Module Spn

module Spn: sig .. end
SPN library provides data structure and methods for learning sum-product networks.


Data structures

type data_t = int array array 
type local_schema_t = (int * int) array 
type schema_t = int array 
type spn_node_type = 
| TimesNode
| PlusNode
| NullNode (*Used for dummy nodes.*)
| LeafNode
Different node types in SPNs
type spnode = {
   id : int; (*Each node of an SPN has a unique auto_increment ID.*)
   mutable parents : spnode array; (*Parents of this node in the SPN.*)
   mutable children : spnode array; (*Children of this node in the SPN.*)
   mutable params : float array; (*If the spnode is PlusNode, then params holds the weight of each child in the children list.*)
   mutable nodetype : spn_node_type;
   mutable schema : local_schema_t; (*Range and variable id for each variable in the scope of this node.*)
   mutable data : data_t; (*Subset of the training data used for learning the parameters of this node.*)
   mutable acname : string; (*If the node is a LeafNode, then acname is the filename of a tractable graphical model that represent the leaf distribution.*)
   mutable ac_index : int; (*If the node is a LeafNode, the Comps[ac_index] holds the leaf distribution after loading them from file.*)
   mutable final : bool; (*Used in the learning to show that a node is final and cannot be modified.*)
   mutable infcached : bool; (*True if cached inference results are available.*)
   mutable logpTemp : float array; (*Used for caching inference results for faster inference.*)
}
Each node in an SPN is a spnode.
exception HSplitNotPossible
Raised when data clustering is not possible.
exception VSplitNotPossible
Raised when variable clustering is not possible.
exception NodeTypeError
val node_array : spnode array Pervasives.ref
Stores the nodes of an SPN network.

Operations

val create_node : spn_node_type ->
spnode array ->
spnode array ->
float array -> data_t -> local_schema_t -> spnode
create_node t pt c pm d s creates a new spn node and adds it to Spn.node_array. t is the node type, pt is the list of parents, c is the children list, pm is the list of parameters, d is data, and s is the schema.
val create_plus : data_t -> local_schema_t -> spnode
Creates a plus node for the given data and schema.
val create_times : data_t -> local_schema_t -> spnode
Creates a times node for the given data and schema.
val create_leaf : data_t -> local_schema_t -> spnode
Creates a leaf node for the given data and schema.
val create_null : unit -> spnode
Creates a dummy node.
val get_type_name : spn_node_type -> string
Returns a string value corresponding to the node type.
val get_node_by_id : int -> spnode
Returns an spnode with the given id from node_array.
val get_spn_size : unit -> int
Returns the size of an SPN network (the lengths of node_array)
val add_child : spnode -> spnode -> unit
Adds a child to the node and updates the parameters based on the number of samples in the child node.
val set_parent : spnode -> spnode -> unit
Sets the parent of a node, and also updates the children of the parent node.
val print_node : Pervasives.out_channel -> spnode -> unit
Writes the information of a single SPN node into an output file.
val print_model : Pervasives.out_channel -> spnode -> unit
Writes the SPN structure into the output file
val print_spn : spnode -> unit
Prints SPN information.

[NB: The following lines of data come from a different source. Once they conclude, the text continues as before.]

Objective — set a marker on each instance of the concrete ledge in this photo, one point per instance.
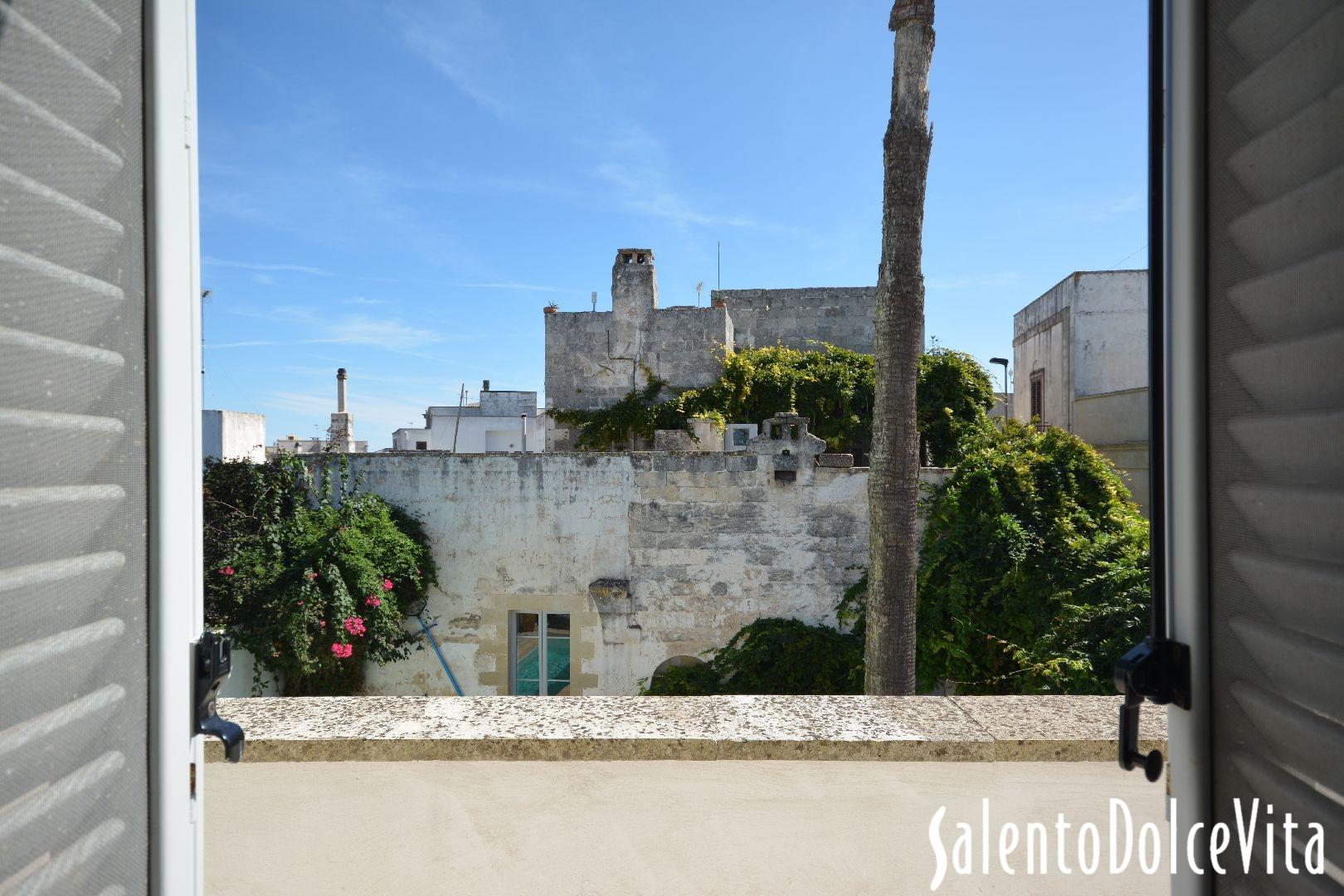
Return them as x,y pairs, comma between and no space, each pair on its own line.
1046,728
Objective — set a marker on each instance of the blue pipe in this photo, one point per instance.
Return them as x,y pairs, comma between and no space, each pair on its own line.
440,655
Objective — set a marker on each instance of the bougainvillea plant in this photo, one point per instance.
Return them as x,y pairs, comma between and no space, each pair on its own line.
308,572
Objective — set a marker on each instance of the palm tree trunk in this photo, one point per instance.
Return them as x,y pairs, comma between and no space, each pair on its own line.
894,475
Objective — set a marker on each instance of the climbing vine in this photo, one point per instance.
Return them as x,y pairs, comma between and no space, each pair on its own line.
308,574
830,386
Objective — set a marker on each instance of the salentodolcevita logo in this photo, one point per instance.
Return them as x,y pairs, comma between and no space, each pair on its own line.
1036,848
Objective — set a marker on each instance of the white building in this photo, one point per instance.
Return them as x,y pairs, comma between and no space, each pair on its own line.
1081,363
500,421
340,434
233,436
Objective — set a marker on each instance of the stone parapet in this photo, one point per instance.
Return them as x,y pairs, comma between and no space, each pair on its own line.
1035,728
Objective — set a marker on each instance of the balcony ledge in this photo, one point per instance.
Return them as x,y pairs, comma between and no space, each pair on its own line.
1035,728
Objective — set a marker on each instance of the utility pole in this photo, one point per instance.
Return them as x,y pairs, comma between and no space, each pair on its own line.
457,423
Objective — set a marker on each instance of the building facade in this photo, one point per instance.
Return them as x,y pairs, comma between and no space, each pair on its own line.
233,436
1081,363
594,359
620,563
502,421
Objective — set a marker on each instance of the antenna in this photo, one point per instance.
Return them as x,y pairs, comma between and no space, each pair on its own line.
205,297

Used for dubugging.
val load_model : string -> unit
Constructs a SPN structure given the model file
val h_split : spnode -> int -> float -> int -> float -> spnode list
h_split node num_part lambda concurrent_thr ratio learns a sum node using sample clustering for conditional distributions. num_part is the maximum number of clusters. lambda is a penalty for the number of clusters. concurrent_thr determined the number of concurrent processes for clustering. ratio is no longer in use.
Raises HSplitNotPossible if the number of found clusters is one.
val h_split_force : spnode -> int -> float -> int -> float -> spnode list
Similar to h_split, but never raises HSplitNotPossible, so it always find a split. (Useful for the spnlearn algorithm.)
val v_split : spnode -> float -> spnode list
v_split node cut_thr learns a product node using variable clustering. node is a spnode to split. We suppose that there is no edge between two nodes if the mutual information of the nodes is less than cut_thr.
val v_split_gtest : spnode -> float -> spnode list
v_split_gtest node cut_thr learns a product node using variable clustering. node is a spnode to split. It suppose no edge between two nodes if g-test is less than cut_thr.